My parents really are my inspiration when it comes to love. They are just as in love today as they were when they married after being high school sweethearts. Maybe that's why my outlook on love, dating, and life tends to be so focused on how romantic I see it. I'm so willing to love someone and have what my parents have, because it brings me back to one of the many happy moments in my life.
But at the same time, seeing other people having this and my lack of it tends to make me extremely lonely. I've only once really had someone during the holidays. At that time my gf was living with me at my parents house, it was nice, to have someone there, through the holidays.

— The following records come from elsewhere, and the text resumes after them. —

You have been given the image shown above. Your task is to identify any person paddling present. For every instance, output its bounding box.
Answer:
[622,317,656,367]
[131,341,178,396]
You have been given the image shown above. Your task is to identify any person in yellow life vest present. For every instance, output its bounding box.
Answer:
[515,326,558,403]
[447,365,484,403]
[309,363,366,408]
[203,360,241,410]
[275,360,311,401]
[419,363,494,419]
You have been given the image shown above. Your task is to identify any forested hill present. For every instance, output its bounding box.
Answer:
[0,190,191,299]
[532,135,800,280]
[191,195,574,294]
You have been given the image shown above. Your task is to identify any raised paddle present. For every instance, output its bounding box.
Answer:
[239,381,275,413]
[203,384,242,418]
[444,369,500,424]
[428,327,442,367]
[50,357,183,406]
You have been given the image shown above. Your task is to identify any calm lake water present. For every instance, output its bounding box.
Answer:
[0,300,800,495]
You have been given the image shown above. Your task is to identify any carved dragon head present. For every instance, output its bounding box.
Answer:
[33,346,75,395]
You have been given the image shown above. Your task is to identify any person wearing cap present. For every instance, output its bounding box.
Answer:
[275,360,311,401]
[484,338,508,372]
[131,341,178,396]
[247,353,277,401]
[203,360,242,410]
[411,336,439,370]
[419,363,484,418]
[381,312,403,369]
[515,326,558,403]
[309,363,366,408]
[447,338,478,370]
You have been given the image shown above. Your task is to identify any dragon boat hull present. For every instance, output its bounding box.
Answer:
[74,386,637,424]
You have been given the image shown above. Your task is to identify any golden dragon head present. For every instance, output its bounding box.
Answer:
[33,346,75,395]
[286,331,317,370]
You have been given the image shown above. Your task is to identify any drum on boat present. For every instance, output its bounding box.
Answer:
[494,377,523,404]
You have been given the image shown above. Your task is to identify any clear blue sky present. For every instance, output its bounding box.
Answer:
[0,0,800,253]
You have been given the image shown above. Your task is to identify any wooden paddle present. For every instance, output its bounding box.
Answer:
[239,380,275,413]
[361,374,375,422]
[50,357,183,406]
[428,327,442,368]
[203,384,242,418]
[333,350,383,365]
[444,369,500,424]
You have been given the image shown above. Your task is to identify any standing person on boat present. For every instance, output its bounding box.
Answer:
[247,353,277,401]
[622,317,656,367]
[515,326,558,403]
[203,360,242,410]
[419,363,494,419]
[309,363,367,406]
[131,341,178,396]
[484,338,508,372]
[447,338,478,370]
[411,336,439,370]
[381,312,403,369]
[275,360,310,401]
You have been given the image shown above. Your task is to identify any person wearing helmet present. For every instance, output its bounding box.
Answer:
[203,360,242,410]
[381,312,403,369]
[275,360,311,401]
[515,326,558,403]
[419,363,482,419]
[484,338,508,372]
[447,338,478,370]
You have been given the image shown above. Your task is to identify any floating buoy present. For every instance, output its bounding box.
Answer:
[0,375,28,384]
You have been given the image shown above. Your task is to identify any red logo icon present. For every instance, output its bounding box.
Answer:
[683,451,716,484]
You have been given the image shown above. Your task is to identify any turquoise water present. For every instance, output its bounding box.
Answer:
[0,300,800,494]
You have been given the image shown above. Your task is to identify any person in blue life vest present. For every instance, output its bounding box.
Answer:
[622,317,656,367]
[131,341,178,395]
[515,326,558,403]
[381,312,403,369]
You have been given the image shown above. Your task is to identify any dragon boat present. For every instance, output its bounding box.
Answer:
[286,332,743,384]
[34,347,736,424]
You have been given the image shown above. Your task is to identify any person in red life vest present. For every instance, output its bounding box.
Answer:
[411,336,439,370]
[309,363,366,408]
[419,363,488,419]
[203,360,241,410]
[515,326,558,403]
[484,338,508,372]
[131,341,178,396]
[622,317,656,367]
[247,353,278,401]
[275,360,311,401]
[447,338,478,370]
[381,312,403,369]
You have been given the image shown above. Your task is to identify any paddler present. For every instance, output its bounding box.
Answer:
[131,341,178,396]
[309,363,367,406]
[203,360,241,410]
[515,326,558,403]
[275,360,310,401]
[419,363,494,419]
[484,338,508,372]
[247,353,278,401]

Next year will be a very big year for me. I already know this for a fact. A lot of decisions will be made as to where things are going and what I'm going to do with my life. Going to be 28 in less then 2 months, will have been on my own for 2 years, going to buy my first new car all on my own, and other major decisions will be decided. Dating, Career, Life, etc. will all have major decisions. Soon I will be workings days again, my life will start moving along again instead of the pause I've had this past year. Me working on my weight has been my first major step towards 2004, and I'm still looking at being around 235-240 by then. In fact today my mom had be try on my old suit that I wore to graduation, it fits nearly perfect, the buttons reach and the pants fit, but it could use me losing 10 more pounds. I know I probably haven't lost any this week since I've slacked off going to the gym, but I'm getting back in there tomorrow.

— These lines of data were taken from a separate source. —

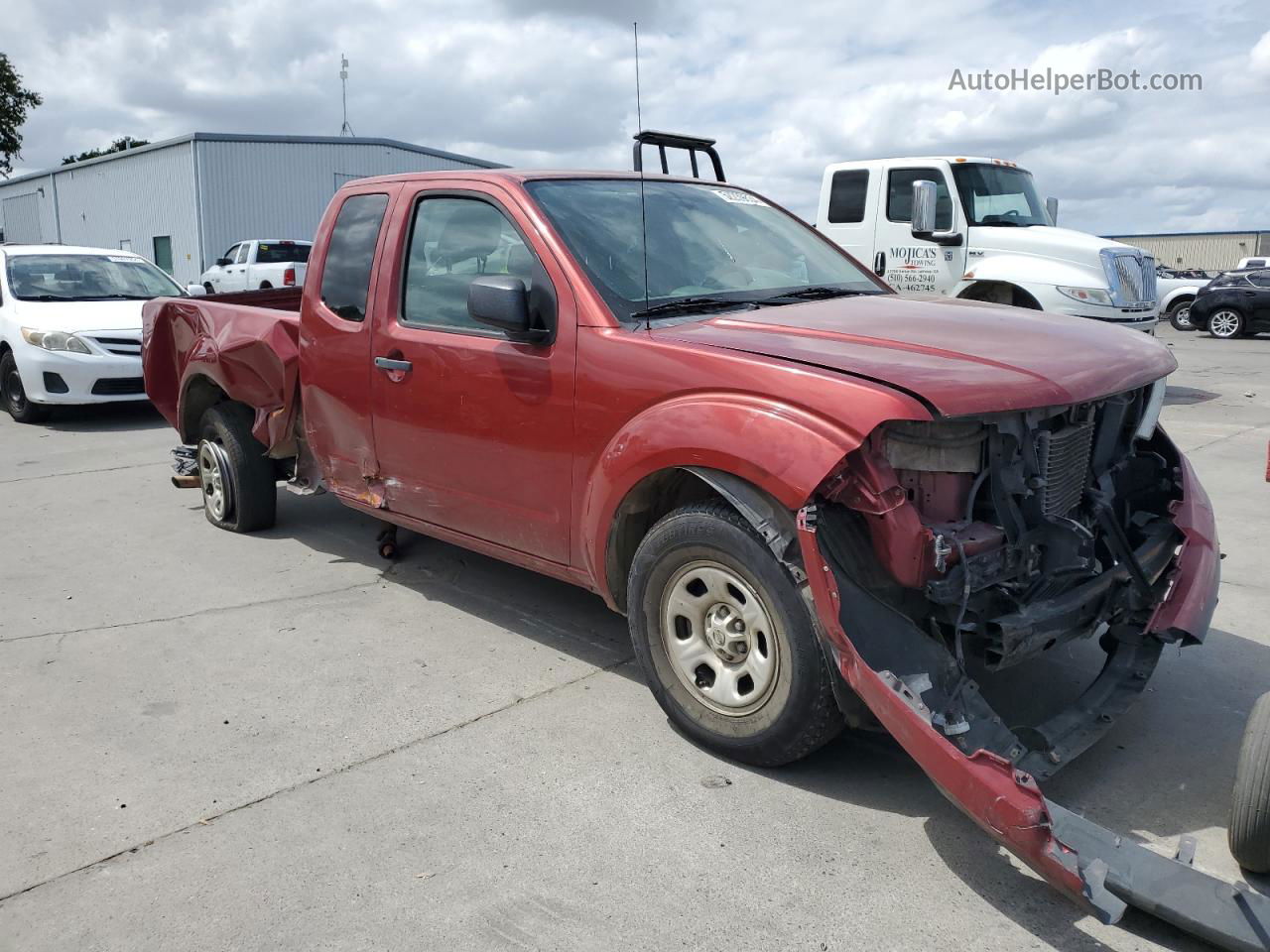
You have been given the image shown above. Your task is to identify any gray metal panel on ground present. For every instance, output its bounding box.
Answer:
[195,139,488,274]
[56,141,202,283]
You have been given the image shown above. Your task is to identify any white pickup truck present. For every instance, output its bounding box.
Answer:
[199,239,313,295]
[816,156,1157,332]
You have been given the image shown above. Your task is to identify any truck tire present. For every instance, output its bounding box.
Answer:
[1226,694,1270,874]
[0,350,51,422]
[1169,300,1195,331]
[627,502,843,767]
[195,404,278,532]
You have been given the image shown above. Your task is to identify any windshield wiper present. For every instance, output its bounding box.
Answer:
[631,298,758,321]
[763,286,883,302]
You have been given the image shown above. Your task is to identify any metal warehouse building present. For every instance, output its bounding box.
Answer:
[1105,231,1270,272]
[0,132,499,285]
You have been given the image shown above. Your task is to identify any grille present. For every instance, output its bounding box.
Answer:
[1036,420,1093,516]
[92,377,146,396]
[92,337,141,357]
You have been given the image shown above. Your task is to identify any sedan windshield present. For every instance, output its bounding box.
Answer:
[952,163,1054,228]
[8,254,186,300]
[526,178,886,321]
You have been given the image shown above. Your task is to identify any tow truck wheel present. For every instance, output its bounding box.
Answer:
[0,350,49,422]
[1226,694,1270,874]
[627,503,843,767]
[195,404,278,532]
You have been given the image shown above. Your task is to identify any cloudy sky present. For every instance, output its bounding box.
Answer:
[0,0,1270,234]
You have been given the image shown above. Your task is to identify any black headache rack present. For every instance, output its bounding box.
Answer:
[634,130,726,181]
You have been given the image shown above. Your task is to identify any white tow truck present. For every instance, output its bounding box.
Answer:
[816,156,1158,334]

On a side note I got my company Christmas party on Saturday at the House of Blues in LA, the company (not the CIA, my company) rented it out for the nigth and we will have live music (not sure if it's going to be anyone famous, I mean we are TIME WARNER!). It should be fun, she's coming with me as my date, and it's been months since I've seen her. I've lost like 25 pounds since then. I know she's stressing about it because basically she works everyday for the next 35 or so days starting last weekend. I don't know how she does it with everything she has going on. But I'm sure we will have a lot of fun. I've already pretty much got everything I'm wearing set, except I need new shoes and a new tie. I bought this really nice Ben Sherman white dress shirt at Nordstrom's a couple weeks ago, and then I'm wearing this DC Ethic pants I got a long time ago but haven't been able to wear for over a year. Then I have this nice black trendy dress jacket to wear and then my tie. I'm going to look sharp. I will try to sneak in a picture of us, just something I would really like to have to remember the night and so my close friends can actually see what we look like together. One thing I regret is that I don't have enough pictures of people and things that are special to me in my life. That's another thing I plan to work on next year with the digital camera I'm going to get.
Well anyway, I guess I covered a lot of subjects tonight. I better get in to bed because I'm going to the gym. Might be busier then normal tomorrow! As something that my best friend Doug would say (Hey man I really miss you), "I'm going to get my racquetball on!" :)
gah I need to get some new icons I can't figure what to use!